I always thought that when I entered this season, I’d be much wiser than I actually am. I would be confident in myself and I’d be one who had reached a point where I would finally be able to scatter little bits of wisdom all over the place! None of what I imagined is a reality. I actually feel quite foolish when I think about what I thought this season would look like.
Our culture likes to label this particular season of life I am in as the “midlife crisis”. I don’t agree with that label. What I am finding as I am sifting, praying, evaluating, and reflecting is that every season of life has a measure of “crisis”.
It begins when we are children. We look ahead in anticipation of becoming a teenager, then we look ahead to going to college, finding a full time job, being out on our own, getting married, having babies, raising a family…and as we enter into each season we have longed for and anticipated, we find that the transition and changes are much harder than we imagined they would be. Of course, there is a lot of good in each season, but what we discover is that each new season actually is a time where we are stretched a bit more than the seasons we have experienced.
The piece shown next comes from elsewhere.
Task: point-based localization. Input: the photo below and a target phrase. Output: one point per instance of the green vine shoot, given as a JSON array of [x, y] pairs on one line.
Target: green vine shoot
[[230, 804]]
More of who we are at the core and what is in our sinful heart is exposed, and we find ourselves fighting to survive.
We often begin to long for the seasons we have already passed through. From where we stand now, they appear to have been simpler than the one we find ourselves in.
Every season brings a crisis, and we must look it straight in the eyes. If we don’t honestly accept what is exposed, we will only find it will show up in a bigger way in the next season. As we face the crisis of self discovery, in light of God’s Word, we can only come to the conclusion that we are even more needful than we imagined, and we need God’s grace to help us stand up and persevere.
It has struck me how so very kind and merciful God has been to me, because he shows me the reality of my heart a little bit at a time. One season at a time. If He were to expose it all at once, I would probably die of a heart attack!
So, I find myself in this season…having been emptied of, what seems like, all the misconceptions I had about myself, life, and what things would be like at this point…although, I’m sure there is more that I need to see. Rather than looking in the mirror and seeing a strong, wise, confident woman–I see a weak, emptied, needy woman. One who has seen a glimpse of who she is, and is more aware than ever that anything good that is seen is there because of a work God has done. Not a wise woman, but a woman who has been pushed harder to learn what it means to seek God more intensely, on a minute by minute basis. Not a confident woman, but a woman who has been shown that the only thing worth putting her confidence in is God.
He is the only stability in life.
My age, how many years I’ve been married, the fact that I homeschooled my children, where my children are at in life, that I am still in love with my husband…none of these things are meant to be trophies for me to thrust over my head in victory. I am not entering this season of life feeling like I have a lot to offer. I can only say that God’s grace carried me through each season, and is being found in the present season.
I am not a wise woman…but one who has experienced God’s grace in each season. I am tracing God’s grace in my history, thanking God for the crisis of each season, and trusting He will continue to help me discover His gift of grace in the season’s to come.